Vi muitas mulheres solteiras fingirem o amor, a troco de conquistarem o rico, que as pudesse enfeitar de veludos e diamantes, muitas venderam a honra para segurarem um noivo, outras, ainda mais torpes, a troco de uma jóia, que o capricho lhes avultava superior a todas as considerações deste mundo!
Vi destas torpezas
sem fingimentos, cruas certezas
Palpei estas, e; outras chagas iguais
até ao esgotamento, não poder mais
O asco e infâmia, vi essas mulheres serem conduzidas ao altar
com um desprezo do amor, de pasmar
e a inocência resplandecente no rosto
contentes do social composto
A serenidade nos olhos, e; talvez que no coração. As mulheres vi-as assim, e; vi os homens também aceitá-las.
Aparecerem depois ao lado delas, de fronte levantada e altiva, como se nelas a infâmia não tivesse estampado uma nódoa indelével!

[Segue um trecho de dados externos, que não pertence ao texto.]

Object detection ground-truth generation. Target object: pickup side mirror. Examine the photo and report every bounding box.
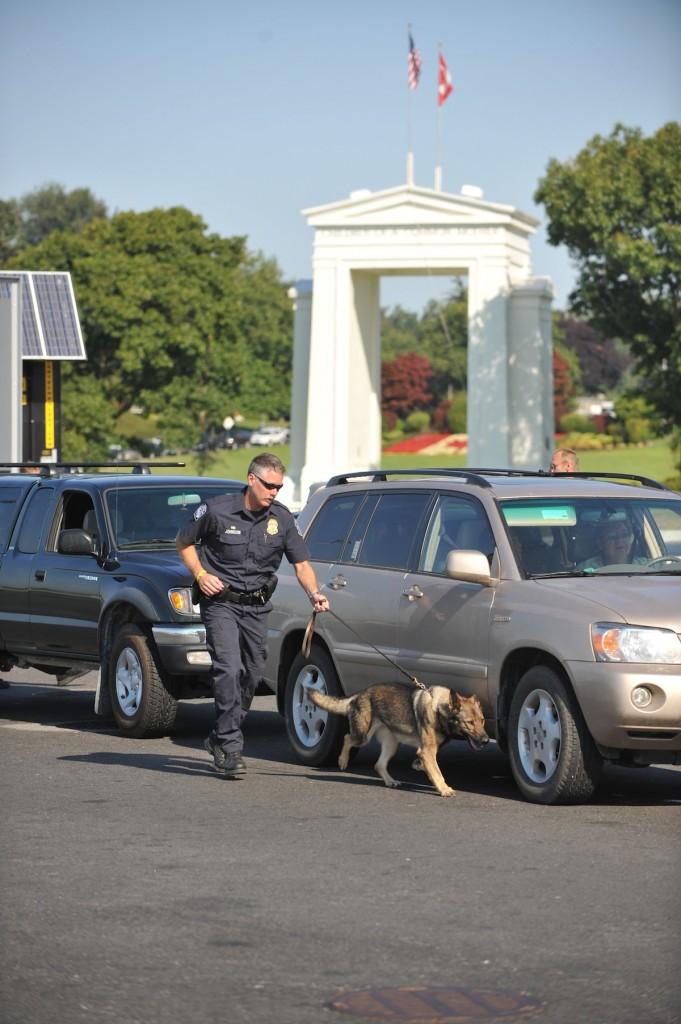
[445,551,497,587]
[56,529,95,555]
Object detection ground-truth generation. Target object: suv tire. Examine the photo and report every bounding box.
[284,644,347,767]
[508,665,603,804]
[109,625,177,739]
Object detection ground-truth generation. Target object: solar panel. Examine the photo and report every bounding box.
[0,270,86,359]
[31,273,85,359]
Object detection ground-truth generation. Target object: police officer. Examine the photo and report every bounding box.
[176,454,329,778]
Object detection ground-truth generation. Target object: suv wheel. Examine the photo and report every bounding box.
[109,625,177,739]
[284,644,347,767]
[508,665,602,804]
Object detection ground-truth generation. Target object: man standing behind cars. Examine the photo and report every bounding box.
[176,454,329,778]
[549,449,580,474]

O século actual é assim. As suas virtudes essenciais, são oiro e cinismo
fintas de recuo, falsas cólicas de felicidade, tudo menos altruísmo
tudo o bastante para disfarçar a infâmia, e; afrontar com olhos insurgentes
e rostos bastardos, extraídos de intelectos de combinações doentes,
o sorriso escarnecido daqueles mesmos que, admirável contradição,
concorrem para o crédito daquilo que consideram, miserável acção.

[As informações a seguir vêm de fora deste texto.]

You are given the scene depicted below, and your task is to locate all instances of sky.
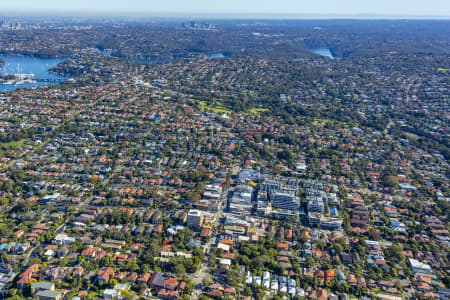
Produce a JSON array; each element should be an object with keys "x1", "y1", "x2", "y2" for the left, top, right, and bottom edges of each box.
[{"x1": 0, "y1": 0, "x2": 450, "y2": 16}]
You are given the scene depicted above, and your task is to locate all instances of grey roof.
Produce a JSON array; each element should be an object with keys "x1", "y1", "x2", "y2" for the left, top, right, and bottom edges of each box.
[{"x1": 31, "y1": 281, "x2": 54, "y2": 290}]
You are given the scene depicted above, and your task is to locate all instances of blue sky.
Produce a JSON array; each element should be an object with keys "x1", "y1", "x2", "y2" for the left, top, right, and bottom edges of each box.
[{"x1": 0, "y1": 0, "x2": 450, "y2": 16}]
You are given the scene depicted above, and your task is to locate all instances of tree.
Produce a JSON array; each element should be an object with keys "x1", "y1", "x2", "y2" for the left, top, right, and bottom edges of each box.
[{"x1": 173, "y1": 263, "x2": 186, "y2": 275}]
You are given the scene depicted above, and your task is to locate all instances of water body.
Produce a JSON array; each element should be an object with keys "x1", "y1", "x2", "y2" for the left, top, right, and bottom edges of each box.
[
  {"x1": 0, "y1": 55, "x2": 65, "y2": 91},
  {"x1": 309, "y1": 48, "x2": 335, "y2": 58},
  {"x1": 91, "y1": 48, "x2": 112, "y2": 56},
  {"x1": 209, "y1": 53, "x2": 226, "y2": 58}
]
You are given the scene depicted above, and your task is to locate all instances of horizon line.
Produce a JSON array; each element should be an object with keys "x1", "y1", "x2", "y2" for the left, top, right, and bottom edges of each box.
[{"x1": 2, "y1": 10, "x2": 450, "y2": 20}]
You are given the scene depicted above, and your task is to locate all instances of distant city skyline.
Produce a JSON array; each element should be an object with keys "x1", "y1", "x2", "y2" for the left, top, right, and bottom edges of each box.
[{"x1": 0, "y1": 0, "x2": 450, "y2": 17}]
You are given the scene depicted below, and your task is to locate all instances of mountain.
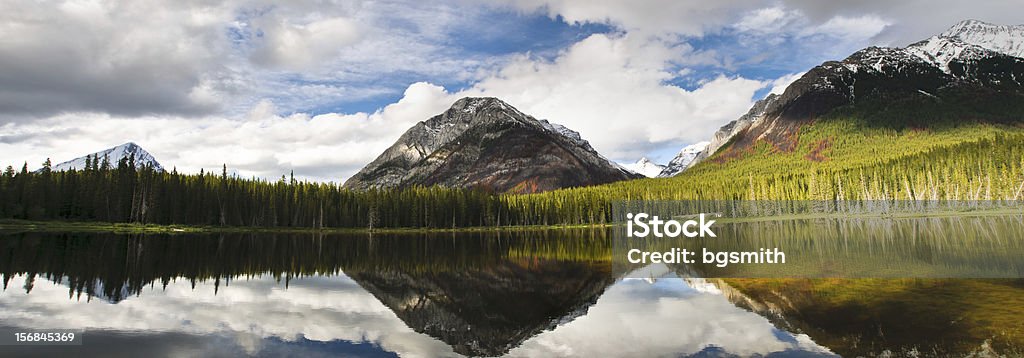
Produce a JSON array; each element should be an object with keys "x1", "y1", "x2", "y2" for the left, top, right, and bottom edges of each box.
[
  {"x1": 53, "y1": 142, "x2": 164, "y2": 171},
  {"x1": 621, "y1": 156, "x2": 665, "y2": 178},
  {"x1": 345, "y1": 259, "x2": 614, "y2": 357},
  {"x1": 344, "y1": 97, "x2": 641, "y2": 192},
  {"x1": 657, "y1": 141, "x2": 711, "y2": 178},
  {"x1": 691, "y1": 20, "x2": 1024, "y2": 167}
]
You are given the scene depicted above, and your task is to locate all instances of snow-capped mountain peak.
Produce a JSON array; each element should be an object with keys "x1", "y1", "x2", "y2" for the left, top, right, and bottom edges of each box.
[
  {"x1": 657, "y1": 141, "x2": 711, "y2": 178},
  {"x1": 906, "y1": 19, "x2": 1024, "y2": 74},
  {"x1": 939, "y1": 19, "x2": 1024, "y2": 57},
  {"x1": 621, "y1": 156, "x2": 665, "y2": 178},
  {"x1": 52, "y1": 142, "x2": 164, "y2": 171}
]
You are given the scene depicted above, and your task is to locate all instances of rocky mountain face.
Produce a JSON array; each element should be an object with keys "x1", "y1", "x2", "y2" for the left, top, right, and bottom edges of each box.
[
  {"x1": 657, "y1": 141, "x2": 711, "y2": 178},
  {"x1": 52, "y1": 142, "x2": 164, "y2": 171},
  {"x1": 344, "y1": 97, "x2": 641, "y2": 192},
  {"x1": 690, "y1": 20, "x2": 1024, "y2": 167},
  {"x1": 622, "y1": 156, "x2": 665, "y2": 178}
]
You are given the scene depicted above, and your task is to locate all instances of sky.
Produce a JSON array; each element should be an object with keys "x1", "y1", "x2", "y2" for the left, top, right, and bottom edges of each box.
[{"x1": 0, "y1": 0, "x2": 1024, "y2": 182}]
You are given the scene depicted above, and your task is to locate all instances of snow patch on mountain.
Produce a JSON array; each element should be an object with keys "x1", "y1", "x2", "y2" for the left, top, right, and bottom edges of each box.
[
  {"x1": 906, "y1": 19, "x2": 1024, "y2": 74},
  {"x1": 52, "y1": 142, "x2": 164, "y2": 171},
  {"x1": 657, "y1": 141, "x2": 711, "y2": 178},
  {"x1": 620, "y1": 156, "x2": 665, "y2": 178}
]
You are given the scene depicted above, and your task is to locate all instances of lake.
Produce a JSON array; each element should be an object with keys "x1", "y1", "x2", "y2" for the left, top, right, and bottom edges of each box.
[{"x1": 0, "y1": 213, "x2": 1024, "y2": 357}]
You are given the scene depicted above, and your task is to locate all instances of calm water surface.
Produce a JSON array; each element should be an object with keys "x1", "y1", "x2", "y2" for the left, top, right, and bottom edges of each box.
[{"x1": 0, "y1": 216, "x2": 1024, "y2": 357}]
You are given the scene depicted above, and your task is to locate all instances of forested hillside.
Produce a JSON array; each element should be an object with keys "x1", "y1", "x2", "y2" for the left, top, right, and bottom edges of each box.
[{"x1": 6, "y1": 107, "x2": 1024, "y2": 228}]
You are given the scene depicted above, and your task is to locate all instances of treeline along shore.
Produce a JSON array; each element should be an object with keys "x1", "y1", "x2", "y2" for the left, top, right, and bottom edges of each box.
[{"x1": 0, "y1": 127, "x2": 1024, "y2": 229}]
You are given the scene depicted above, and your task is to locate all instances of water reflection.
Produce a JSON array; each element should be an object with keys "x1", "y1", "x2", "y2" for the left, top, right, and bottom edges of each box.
[{"x1": 0, "y1": 221, "x2": 1024, "y2": 357}]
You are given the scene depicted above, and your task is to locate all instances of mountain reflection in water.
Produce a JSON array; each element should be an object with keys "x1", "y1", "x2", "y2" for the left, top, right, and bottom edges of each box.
[{"x1": 0, "y1": 224, "x2": 1024, "y2": 357}]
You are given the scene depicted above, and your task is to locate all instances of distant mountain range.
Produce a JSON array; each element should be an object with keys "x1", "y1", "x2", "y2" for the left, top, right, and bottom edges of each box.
[
  {"x1": 677, "y1": 20, "x2": 1024, "y2": 170},
  {"x1": 52, "y1": 142, "x2": 164, "y2": 171},
  {"x1": 44, "y1": 20, "x2": 1024, "y2": 193},
  {"x1": 344, "y1": 97, "x2": 641, "y2": 193},
  {"x1": 620, "y1": 156, "x2": 665, "y2": 178}
]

Lhe apertam a mão com glória, e; vivem como ele a prática impura
secular comportamento, que nos questiona. Honra ou loucura?!...
Fernando Oliveira
Composição e adaptação poética dum trecho do romance em prosa, de Arnaldo Gama “ Honra ou Loucura 1936 “
Se és filho de antigos
- E não és senão um demais uma enzima do acaso que podre volta para o cais por se ter esgotado o caso -
E o caminho que fizeste é o traçado pelos teus pais, pelos pais dos teus pais e tantos pais que jamais saberás os teus.
Até chegar a Jápeto - que dorme nos braços de Hades, que é correctivo do Caos -
- E não foste que artefacto uma lousa com sinais ténue faísca do facto donde a causa era demais -
És filho de Géa como a cobra, o olho-de-boi e o escorpião, como os indómitos insectos; o teu espelho feminino e os calhaus que cobrem a tua podre Pandora
- E não és que uma coisa metamorfoseada em banal uma régua que em ti poisa ínfima virgula num jornal -
És filho de deuses se fores filho de antigos, que foram filhos de antigos, e eram deuses; farás deuses como te fizeram. És homem-deus, como os deuses foram homens serás antigo, como os antigos foram deuses
A tua existência espalha-se no Chronos, de metamorfose em metamorfose, segundo a sina das três Graças.
Se és filho de antigos, como os antigos, és idiossincrático; marinheiro ou fura-vidas, juiz ou vinhateiro.
E a tua irmã é a deusa do sol, da poupança e da exuberância, da beleza e da discrepância com quem casarás e farás deuses modernos que advirão antigos, para aqueles que são modernos.
Que serão deuses e deusas, que advirão ovos de Pandora e darão lugar a outros deuses, até mais não haver ecos, na caixa de Pandora.
Que perderia a graça, se mais houvera.
Se és antigo, filho de antigos, tão antigos, que as tais Graças; Eufrosina, Aglaé e Tália, que eram as deusas do banquete, da dança, de todas as diversões sociais e das belas-artes. Que eram tuas antigas mães.
És antigo filho destas graças.
Então és filho de antigos, imortal, pai e mãe.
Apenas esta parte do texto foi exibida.